Le bâtiment incendié abritait des logements offerts en location à court terme sur la plateforme Airbnb, ce qui est pourtant interdit dans ce secteur de la ville.

J'ai tout perdu

Jill Zhu, une autre amie de Mme Wu, affirme de son côté que la famille de cette dernière a réclamé des explications de la part d’Airbnb, lui demandant de fournir des informations concernant le contrat de location. L’entreprise a répondu que tous les détails sont partagés uniquement avec la police de Montréal, indique Mme Zhu.

Certains témoignages soulèvent des questions sur la conformité du bâtiment, mais le SPVM n'était pas encore en mesure d'apporter des précisions à cet effet lundi.
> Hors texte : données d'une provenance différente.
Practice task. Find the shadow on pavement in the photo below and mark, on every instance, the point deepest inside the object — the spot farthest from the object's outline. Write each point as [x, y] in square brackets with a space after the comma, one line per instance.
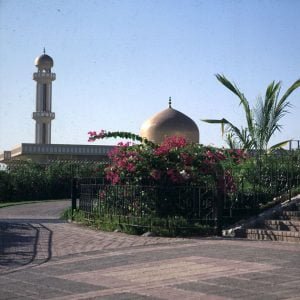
[24, 243]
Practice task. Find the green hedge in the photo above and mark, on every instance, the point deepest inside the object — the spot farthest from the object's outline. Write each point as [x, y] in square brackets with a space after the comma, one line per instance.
[33, 181]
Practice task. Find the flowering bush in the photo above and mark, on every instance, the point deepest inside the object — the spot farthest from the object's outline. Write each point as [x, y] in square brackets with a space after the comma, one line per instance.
[174, 162]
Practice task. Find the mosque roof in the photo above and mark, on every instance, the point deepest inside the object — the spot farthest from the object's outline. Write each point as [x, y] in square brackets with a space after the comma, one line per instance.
[169, 122]
[44, 61]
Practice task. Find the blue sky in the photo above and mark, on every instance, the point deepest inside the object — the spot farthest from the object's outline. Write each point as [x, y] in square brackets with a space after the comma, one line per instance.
[117, 62]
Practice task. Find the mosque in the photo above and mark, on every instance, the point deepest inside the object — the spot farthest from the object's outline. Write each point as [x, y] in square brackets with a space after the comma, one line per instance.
[165, 123]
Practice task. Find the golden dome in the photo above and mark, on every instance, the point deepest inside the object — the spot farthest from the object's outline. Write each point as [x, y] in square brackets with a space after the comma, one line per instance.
[169, 122]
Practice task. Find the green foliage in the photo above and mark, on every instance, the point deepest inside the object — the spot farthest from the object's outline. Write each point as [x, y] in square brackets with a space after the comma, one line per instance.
[33, 181]
[262, 120]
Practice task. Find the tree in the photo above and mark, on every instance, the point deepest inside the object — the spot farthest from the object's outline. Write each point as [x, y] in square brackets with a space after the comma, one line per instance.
[262, 120]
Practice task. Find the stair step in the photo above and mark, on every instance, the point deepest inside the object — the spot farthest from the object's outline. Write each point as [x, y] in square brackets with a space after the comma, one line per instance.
[282, 225]
[273, 235]
[291, 215]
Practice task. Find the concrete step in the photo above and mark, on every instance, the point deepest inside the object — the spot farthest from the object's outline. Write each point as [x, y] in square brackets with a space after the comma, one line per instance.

Selon une autre amie d’An Wu, la jeune scientifique est considérée comme une enfant prodige, une fierté pour toute sa famille. Elle se consacrait à ses recherches, passant environ 18 heures par jour à travailler dans le laboratoire universitaire. C"est un très bon modèle pour tout le monde.

Depuis le Pakistan, Mahmoud Zafar s’impatiente. Il veut avoir des renseignements sur sa fille Dania, 32 ans, dont il est toujours sans nouvelles.

Nous étions très proches. Pour moi, c'est la fin du monde. J'ai tout perdu.

Mahmoud Zafar, père de Dania, une femme portée disparue depuis l’incendie

Selon lui, Dania Zafar est arrivée à Montréal mercredi dernier pour une escapade d'une nuit avec son amie d'enfance, Saniya Mazhar Khan, 31 ans, elle aussi portée disparue depuis jeudi.

Elle nous a montré [le logement]. Elle a dit que c'était plutôt bien et qu'il y avait une fenêtre, a déclaré M. Zafar, ajoutant que Dania avait choisi le bâtiment dans le Vieux-Montréal pour son histoire et son inspiration artistique.

Elle était censée rester une nuit dans un Airbnb à Montréal avant de rentrer chez elle à Toronto le lendemain, mais elle n’a plus donné signe de vie.

Les membres de sa famille ont commencé à s'inquiéter lorsque Dania a cessé de répondre au téléphone. Ils ont demandé à une amie de vérifier son appartement à Toronto, mais elle n'était pas là. Finalement, la famille a décidé de signaler aux autorités montréalaises la disparition de Dania et c'est alors qu'un agent de la police de Montréal les a contactés.

Qui est responsable?

Je pense qu'elle était au mauvais endroit au mauvais moment et que toutes les chances étaient contre elle, se désole Mahmoud Zafar.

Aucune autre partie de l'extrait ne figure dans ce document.